I watched it burn, sipped the last bitter drops, and felt something click into place inside me.
The world wasn’t going to get better on its own.
But maybe I could help it get interesting.
I stood, tossed the mug over the side, and watched as it tumbled end over end, bouncing off a catwalk and disappearing into the haze. Somewhere below, the kid started laughing.
The Accord wanted a containment field.
I was going to give them a light show.
Thread Modulation: Witness Class
Axis Alignment: Glimmer Zone, Pelago-9
On the opposite rooftop, I pressed my forehead to the weather-scabbed rail and prayed for the courage to remember. The sigil on the building below was still burning, blue and violent, casting my shadow ten meters high across the ductwork and rot. The girl on the ledge—Fern, Nullarch, sovereign of nothing and no one—was my whole field of view. I blinked, and the afterimage stuck to my retinas, burning a hole straight through the meat of my brain.
I fumbled the relic-candle from my pocket, almost dropped it in the wind. It was a twisted lump, the core made from datachips harvested off the bones of dead servers, the wax a blend of tallow, plastic, and desperation. I struck the fuse, and it caught with a hiss and the sharp, sweet smell of burnt sugar and ozone. The scent made me want to retch and weep at the same time. It was the smell of endings.
I set the candle in its holder, right at the edge where the concrete crumbled to black. Then I pulled out my lens—old, battered, the last useful thing my mother gave me before she got sanctified and vanished up the chain of faith. I focused the lens on Fern’s profile, caught the line of her jaw, the wild tangle of her hair, the impossible glow leaking from her skin.
I snapped the shot, digitally and for the soul, and shunted it through the protocol. The transmitter in my wrist buzzed as the packet left, bouncing from node to node, relayed through a hundred other zealots just like me. Each handoff added a layer of noise, a filter, a mythic gloss. By the time it reached the center of the Web, she would be bigger than her own shadow. The girl on the ledge would become the legend in the dark.
The protocol required a spoken word, so I leaned over the candle, eyes shut, and whispered it: “Nullarch.” The word stuck in my mouth, hot and alive, like biting into a battery. I repeated it. Again. Again. My pulse stuttered with every iteration.
From the street below, the cult picked it up. One voice, then five, then a throb of voices all around, rolling up the walls and through the wires. “Nullarch. Nullarch. Nullarch.” The echo was a living thing, a new law of the city, woven through every inch of Glimmer Zone that mattered.

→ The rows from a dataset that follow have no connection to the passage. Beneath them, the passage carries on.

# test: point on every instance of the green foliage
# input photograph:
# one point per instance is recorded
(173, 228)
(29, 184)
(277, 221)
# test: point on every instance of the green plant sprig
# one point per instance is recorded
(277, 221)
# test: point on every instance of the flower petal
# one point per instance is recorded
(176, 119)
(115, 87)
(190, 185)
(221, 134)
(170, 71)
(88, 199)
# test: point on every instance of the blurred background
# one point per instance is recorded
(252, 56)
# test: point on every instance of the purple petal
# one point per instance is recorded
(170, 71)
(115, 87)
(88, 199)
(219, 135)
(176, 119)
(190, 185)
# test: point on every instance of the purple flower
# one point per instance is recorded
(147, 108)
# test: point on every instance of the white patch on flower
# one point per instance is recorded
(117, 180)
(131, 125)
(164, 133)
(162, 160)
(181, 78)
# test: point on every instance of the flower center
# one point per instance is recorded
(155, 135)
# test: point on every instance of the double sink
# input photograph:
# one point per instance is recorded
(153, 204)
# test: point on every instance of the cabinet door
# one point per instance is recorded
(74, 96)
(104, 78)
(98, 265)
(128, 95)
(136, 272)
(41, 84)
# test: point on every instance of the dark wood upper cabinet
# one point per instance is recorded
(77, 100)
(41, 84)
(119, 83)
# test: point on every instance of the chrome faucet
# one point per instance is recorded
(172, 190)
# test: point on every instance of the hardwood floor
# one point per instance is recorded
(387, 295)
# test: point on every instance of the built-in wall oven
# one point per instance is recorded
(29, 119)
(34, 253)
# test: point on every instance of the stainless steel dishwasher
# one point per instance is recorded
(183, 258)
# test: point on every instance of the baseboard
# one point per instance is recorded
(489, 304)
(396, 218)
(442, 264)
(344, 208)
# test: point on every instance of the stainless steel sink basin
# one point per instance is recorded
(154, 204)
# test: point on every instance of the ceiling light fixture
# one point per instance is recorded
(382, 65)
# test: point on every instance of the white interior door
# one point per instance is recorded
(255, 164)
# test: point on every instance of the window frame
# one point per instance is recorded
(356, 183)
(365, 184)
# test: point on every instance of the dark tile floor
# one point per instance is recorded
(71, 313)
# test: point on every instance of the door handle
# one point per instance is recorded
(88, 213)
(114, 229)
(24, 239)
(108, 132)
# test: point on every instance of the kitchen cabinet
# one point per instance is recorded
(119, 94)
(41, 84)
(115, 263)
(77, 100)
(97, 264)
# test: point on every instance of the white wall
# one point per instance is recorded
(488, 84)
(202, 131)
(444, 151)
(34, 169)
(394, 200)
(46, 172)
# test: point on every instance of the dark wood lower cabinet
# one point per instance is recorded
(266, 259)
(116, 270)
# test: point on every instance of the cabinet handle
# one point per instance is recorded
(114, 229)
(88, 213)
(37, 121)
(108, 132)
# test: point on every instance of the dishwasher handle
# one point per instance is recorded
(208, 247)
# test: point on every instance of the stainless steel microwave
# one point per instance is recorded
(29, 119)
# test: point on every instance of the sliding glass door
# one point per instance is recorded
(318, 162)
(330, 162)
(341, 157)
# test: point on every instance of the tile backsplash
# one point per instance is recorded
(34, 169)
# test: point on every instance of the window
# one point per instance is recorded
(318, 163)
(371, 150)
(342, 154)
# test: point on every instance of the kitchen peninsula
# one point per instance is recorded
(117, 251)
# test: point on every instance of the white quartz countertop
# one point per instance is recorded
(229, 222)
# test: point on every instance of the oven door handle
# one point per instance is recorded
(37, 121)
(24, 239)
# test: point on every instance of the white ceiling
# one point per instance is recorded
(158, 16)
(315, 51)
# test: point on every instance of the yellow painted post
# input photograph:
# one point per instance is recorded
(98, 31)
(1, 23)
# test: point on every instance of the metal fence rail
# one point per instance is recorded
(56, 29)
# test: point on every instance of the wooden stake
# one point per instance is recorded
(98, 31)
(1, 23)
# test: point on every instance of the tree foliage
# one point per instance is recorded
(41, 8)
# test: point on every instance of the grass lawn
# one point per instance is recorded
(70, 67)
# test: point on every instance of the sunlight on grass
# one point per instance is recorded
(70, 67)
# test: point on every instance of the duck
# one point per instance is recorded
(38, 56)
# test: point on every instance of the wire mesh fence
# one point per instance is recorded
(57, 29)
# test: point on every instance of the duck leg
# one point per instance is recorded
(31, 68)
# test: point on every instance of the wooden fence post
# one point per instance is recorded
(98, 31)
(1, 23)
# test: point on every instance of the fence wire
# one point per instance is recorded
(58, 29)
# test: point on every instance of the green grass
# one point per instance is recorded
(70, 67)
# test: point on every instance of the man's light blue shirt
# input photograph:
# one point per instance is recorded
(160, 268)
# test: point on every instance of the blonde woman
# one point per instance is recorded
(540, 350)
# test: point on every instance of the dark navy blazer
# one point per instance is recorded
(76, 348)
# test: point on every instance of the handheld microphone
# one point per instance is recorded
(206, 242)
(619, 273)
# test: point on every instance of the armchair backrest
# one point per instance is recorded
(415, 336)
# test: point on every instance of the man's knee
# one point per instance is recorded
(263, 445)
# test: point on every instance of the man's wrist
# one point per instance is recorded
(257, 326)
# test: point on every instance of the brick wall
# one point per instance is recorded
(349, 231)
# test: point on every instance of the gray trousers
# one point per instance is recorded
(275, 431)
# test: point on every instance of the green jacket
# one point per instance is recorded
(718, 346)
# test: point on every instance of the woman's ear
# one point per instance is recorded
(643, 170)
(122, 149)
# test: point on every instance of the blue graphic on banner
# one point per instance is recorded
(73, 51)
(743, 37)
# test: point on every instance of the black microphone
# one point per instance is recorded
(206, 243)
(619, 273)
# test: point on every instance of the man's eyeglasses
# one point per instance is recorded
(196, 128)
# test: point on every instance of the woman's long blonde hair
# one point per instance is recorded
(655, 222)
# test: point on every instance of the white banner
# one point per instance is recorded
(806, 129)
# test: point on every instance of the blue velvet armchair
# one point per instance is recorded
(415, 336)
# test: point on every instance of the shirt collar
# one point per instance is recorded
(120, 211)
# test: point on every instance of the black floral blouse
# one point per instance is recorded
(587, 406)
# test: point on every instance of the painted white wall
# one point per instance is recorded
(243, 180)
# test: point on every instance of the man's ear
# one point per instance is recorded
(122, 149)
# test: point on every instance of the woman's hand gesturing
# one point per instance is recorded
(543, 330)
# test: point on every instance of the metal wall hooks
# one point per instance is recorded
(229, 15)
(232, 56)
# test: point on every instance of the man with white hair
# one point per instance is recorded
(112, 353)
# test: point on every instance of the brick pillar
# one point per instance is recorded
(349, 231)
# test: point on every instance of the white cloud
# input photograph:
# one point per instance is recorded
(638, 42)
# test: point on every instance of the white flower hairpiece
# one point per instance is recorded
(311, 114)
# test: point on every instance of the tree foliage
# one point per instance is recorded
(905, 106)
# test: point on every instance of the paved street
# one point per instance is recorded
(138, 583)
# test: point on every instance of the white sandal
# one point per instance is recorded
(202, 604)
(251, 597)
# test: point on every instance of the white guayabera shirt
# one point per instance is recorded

On the far ledge, Fern didn’t flinch. She didn’t cower or run. She just watched the horizon, steady and impossible, a torch no one asked for and everyone needed.
I wanted to hate her, for being more than the rest of us. For surviving what the Accord and the war and the Web had done to people like me. But all I could do was light another relic-candle, and another, each one a little more desperate than the last. Each one a tiny promise that we weren’t done hoping yet.
The next transmission in the protocol was confirmation. I typed it in, fingers trembling. “She’s real,” I sent. “She’s here.”
The reply came back, faster than my next breath: “Prepare for convergence.”
I glanced down at the candle, watched as the flame warped the air, bending the shadows into new shapes. My hands shook, but I didn’t let myself look away.
Below, the chant kept growing.
I could taste it in the back of my mouth, the moment when myth becomes a weapon.
I drew the lens up again, made sure I had her in my sights.
This was the last time the Nullarch would be alone.